Breaking waves : a review of theory and measurements

by Michael Kenneth Gaughan

Institution: Oregon State University
Department: Oceanography
Degree: MS
Year: 1973
Keywords: Waves
Record ID: 1524549
Full text PDF: http://hdl.handle.net/1957/28657


Theoretical breaking criteria for progressive surface gravity waves are examined, and laboratory and field experiments concerned with breaking waves are reviewed with respect to the testing of these breaking criteria. The measurements of Komar and Simmons are presented here for the first time. Only three theoretical breaking criteria have been proposed for maximum steady waves in water of constant depth: (1) the kinematic breaking criterion, in which the horizontal partical velocity at the crest just equals the wave phase velocity, (2) the reversal of the vertical particle velocity near the crest as the ratio of wave height to water depth, H/h, increases, and (3) the reversal of the vertical pressure gradient beneath the crest as H/h increases.
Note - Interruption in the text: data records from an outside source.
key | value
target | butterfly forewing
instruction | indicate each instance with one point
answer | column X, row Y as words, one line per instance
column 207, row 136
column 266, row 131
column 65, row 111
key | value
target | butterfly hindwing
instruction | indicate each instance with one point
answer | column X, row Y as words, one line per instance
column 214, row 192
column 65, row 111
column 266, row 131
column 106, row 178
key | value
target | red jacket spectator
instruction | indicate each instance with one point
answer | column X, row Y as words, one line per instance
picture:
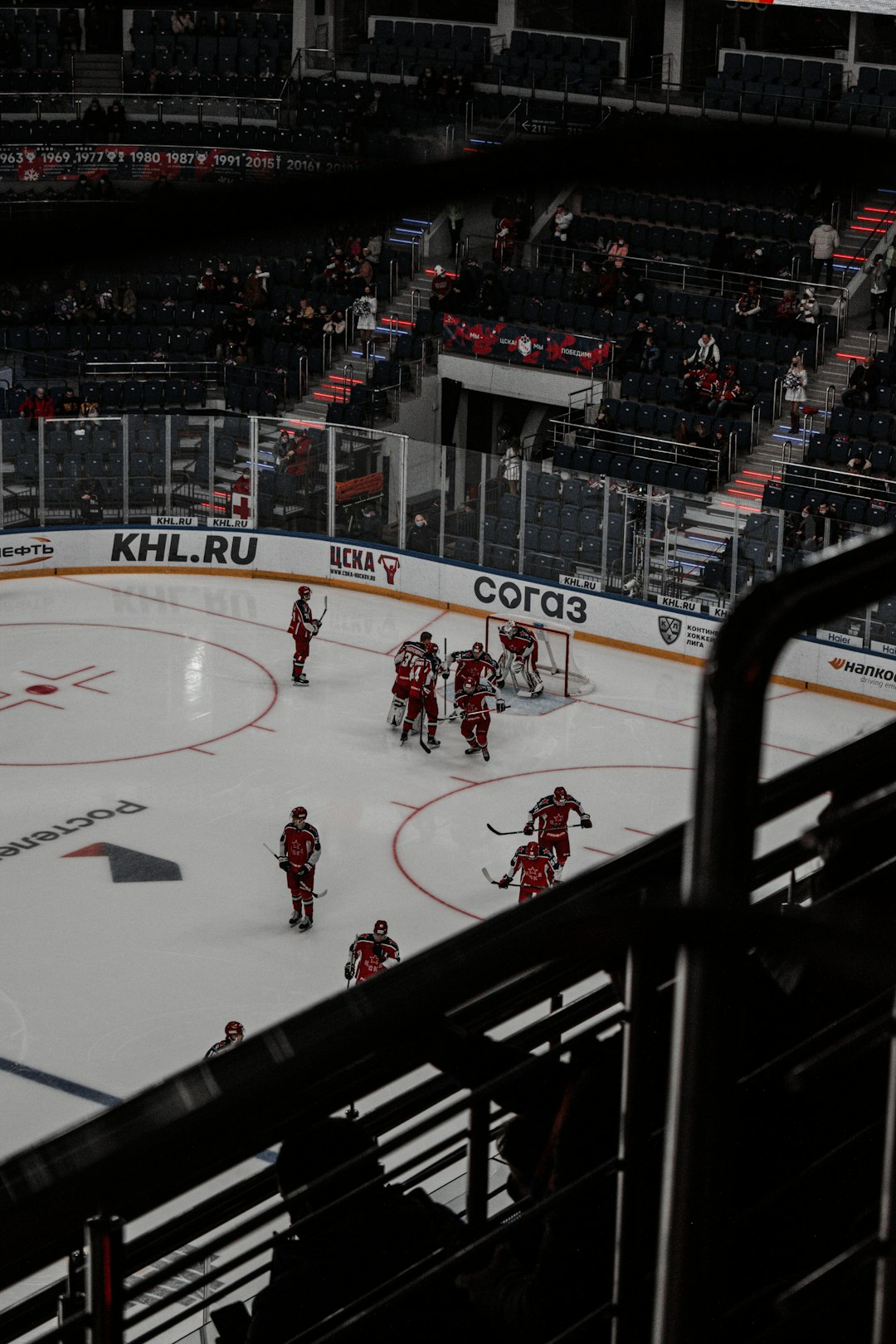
column 37, row 407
Although most theoreticians have applied the kinematic breaking criterion in conjunction with relatively simple wave theories (based on the motion being inviscid, irrotational, incompressible, surface tension free, and two dimensional), they do not always obtain identical results; for example, theoretical estimates of the particle acceleration at the crest range from zero to g, the gravitational acceleration. For shoaling waves, the kinematic breaking criterion and the presence of a vertical surface are suggested as breaking criteria. Unfortunately, these criteria were applied to the long wave theory which is considered inadequate near the breaking position. The re-examination of experiments on breaking waves shows that past measurements are not sufficient for testing any of these breaking criteria. In particular, the following improvements should be made: (1) standardize definitions of wave and breaking parameters, (2) apply or design, if necessary, more accurate techniques to measure water particle velocities and accelerations, and (3) monitor the fluid motions from which the breakers cannot be separated (e.g. backwash, solitons, reflected waves, edge waves and rip currents). Studies specifically designed to obtain the necessary measurements for testing the theoretical breaking criteria are needed.